An infestation of all-or-nothing


I recently read a column by sportswriter Sam Smith in which he was asked for his thoughts about former Oklahoma City Thunder superstar Kevin Durant signing a free agent contract with the Golden State Warriors in order to try to win a championship.

Smith didn’t think the move was uncompetitive or reflected Durant’s fear of losing. He did think it was an example of “the zero sum game that sports has become. You win a title or you are a loser,” Smith wrote. “It’s ridiculous because so many factors out of your control can determine the ultimate success. You cannot measure personal competitiveness and pride just by the scoreboard and the trophy case.”
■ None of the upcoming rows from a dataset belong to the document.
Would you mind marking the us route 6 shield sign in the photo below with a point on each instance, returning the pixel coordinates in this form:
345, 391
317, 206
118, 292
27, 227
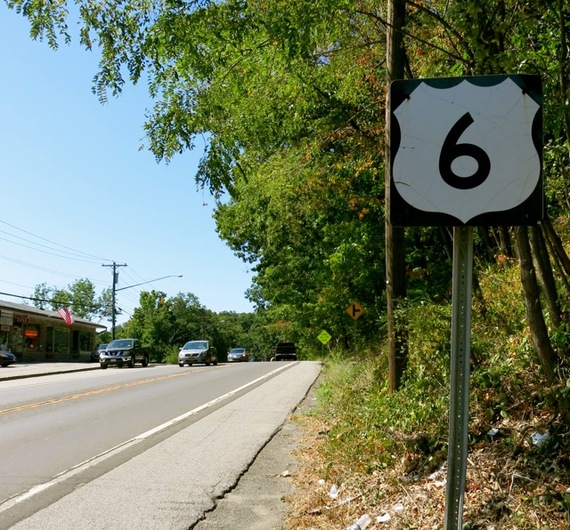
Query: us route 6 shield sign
466, 151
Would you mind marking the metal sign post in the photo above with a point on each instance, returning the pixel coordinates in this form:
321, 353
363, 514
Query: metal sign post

While many people criticized Washington-native Durant for his choice, I wonder how many of us feel the same in our own lives as we imagine he does. We are all feeling pressure to be at the top of our field and feel that if we’re not, we’re at the bottom.

In many other areas, there is a similar movement toward black-or-white thinking, a feeling of, “I’m right, you’re wrong, and there’s no in between.” Every time I look at the news, I see people yelling at or attacking each other (either verbally or physically) because they disagree, don’t have the same politics or are just different. This all-or-nothing attitude has infested American life.

All this came to mind as I reflected on this week’s parasha Pinchas. Pinchas, as we know from last week’s reading, murdered an Israelite man who was “bringing close” a Midianite woman during a plague which was caused by just acts.

We were told in last week’s reading that this murder stopped the plague.  This week’s parsha begins with God granting Pinchas a “covenant of peace” and a “covenant of priesthood, because he was zealous for his God and atoned for the Israelites” (Numbers 25:10-13).

Many commentators follow the p’shat, the literal reading, of the Torah and approve of Pinchas’s act; after all, he ended the plague and was rewarded by God. The editors of the “Etz Hayim” Chumash are more hesitant, noting that in the Torah scroll, the yud in Pinchas’ name is written smaller than normal because “when we commit violence, even if justifiable, the yud in us (standing for the name of God and for yehudi, ‘Jew’) is diminished thereby.”

Similarly, the vav in “shalom” is written with a break in its stem to imply “the sort of peace one achieves by destroying one’s opponent will inevitably be a flawed, incomplete peace” (p. 918). In other words, these scholars argue that while Pinchas was rewarded, we should not rush to emulate his example.

Like the editors of “Etz Hayim,” we need to develop our ability to find a middle ground to balance out the either/or feelings noted above. While we may not be the best in the office, we can still find satisfaction in our work; while we may disagree with someone else, there may be merit to what they’re saying; while someone else may be different than us, that doesn’t mean he or she is bad; just because Durant didn’t win a title, doesn’t mean he’s not a great player.

Rabbi Steven Henkin is the director of congregational learning at Congregation B’nai Tzedek in Potomac.